Рано утром Самойлович отправился к гетману. Хотя у него не было никакого дела, но он решил сообщить гетману, будто только что получил известие с правого берега о том, что уже достоверно известно всем решение Москвы — отдать Киев ляхам.

Самойловичу надо было взбесить гетмана.

Спокойный и рассудительный в обыкновенное время, Многогрешный в минуту гнева терял всякое самообладание и в порыве бешенства высказывал все, что хранилось у него на душе.

Самойловичу и желательно было довести гетмана до такого состояния, и этого ему удалось достигнуть без особого труда.

Через четверть часа ловкой и хитрой беседы Самойловича Многогрешный пришел уже в сильнейшее бешенство, начал снова грозить Москве, обещал броситься с войсками немедленно для защиты Киева от ляхов и, наконец, объявил Самойловичу, что он завтра же поедет на богомолье в Киев, увидит все сам, проверит все слухи и тогда отошлет такую отписку в Москву, что не поздоровится там всем.

Самойлович с удовольствием ухватился за мысль гетмана поехать в Киев.

— Давно бы так, ясновельможный гетман, — заговорил он с подобострастной улыбкой, — быть может, твоя милость одними переговорами с ляхами убедит их оставить нашу святыню и не причинять злочинств святой братии, не разорять храмов Божиих. Сердце разрывается, глядя на ту мерзость запустения, в какую обратили нечестивые весь святой город, кажись, кабы воля…

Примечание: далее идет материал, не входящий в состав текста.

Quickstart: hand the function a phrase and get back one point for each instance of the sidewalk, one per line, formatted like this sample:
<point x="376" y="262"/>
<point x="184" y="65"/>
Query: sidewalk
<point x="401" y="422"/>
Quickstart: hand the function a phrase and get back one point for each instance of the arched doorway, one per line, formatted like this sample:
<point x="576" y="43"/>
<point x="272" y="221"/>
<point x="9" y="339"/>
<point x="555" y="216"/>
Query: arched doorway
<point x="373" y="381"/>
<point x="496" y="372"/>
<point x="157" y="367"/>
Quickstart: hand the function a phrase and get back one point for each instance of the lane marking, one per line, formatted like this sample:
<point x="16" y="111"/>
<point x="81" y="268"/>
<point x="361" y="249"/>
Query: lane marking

— Никакой дидько кривой не отнял и не отнимет у нас води! — вскрикнул гневно гетман. — Не бойся, Иване, головы свои положим, а святыни своей предковской на поругание ляхам не отдадим! Коли Москва не хочет за нас вступиться, — обойдемся и без нее: не тилько свита, що в викни! Я здесь гетман и не дозволю никому разорять свой край!

— Святое слово, пане гетмане, Господь натхнул тебе эту думку… пора защитить нашу святыню.

— Вели, чтобы к утру все было готово, завтра же еду в Киев!

— Ох, гетмане, только боюсь я, чтобы Москва… ведь договор…

При этих словах Самойловича гетман побагровел.

— Ни слова про их договоры! — закричал он запальчиво, наступая на Самойловича. — Вот подожди, разведаю все воистину в Киеве, а тогда уже сам знаю, что мне делать и куда идти!

В это время дверь гетманского покоя отворилась, в комнату вошел Горголя и объявил, что прибыл в Батурин московский посланец, стрелецкий полуголова Александр Танеев и просит допустить его к гетманской милости.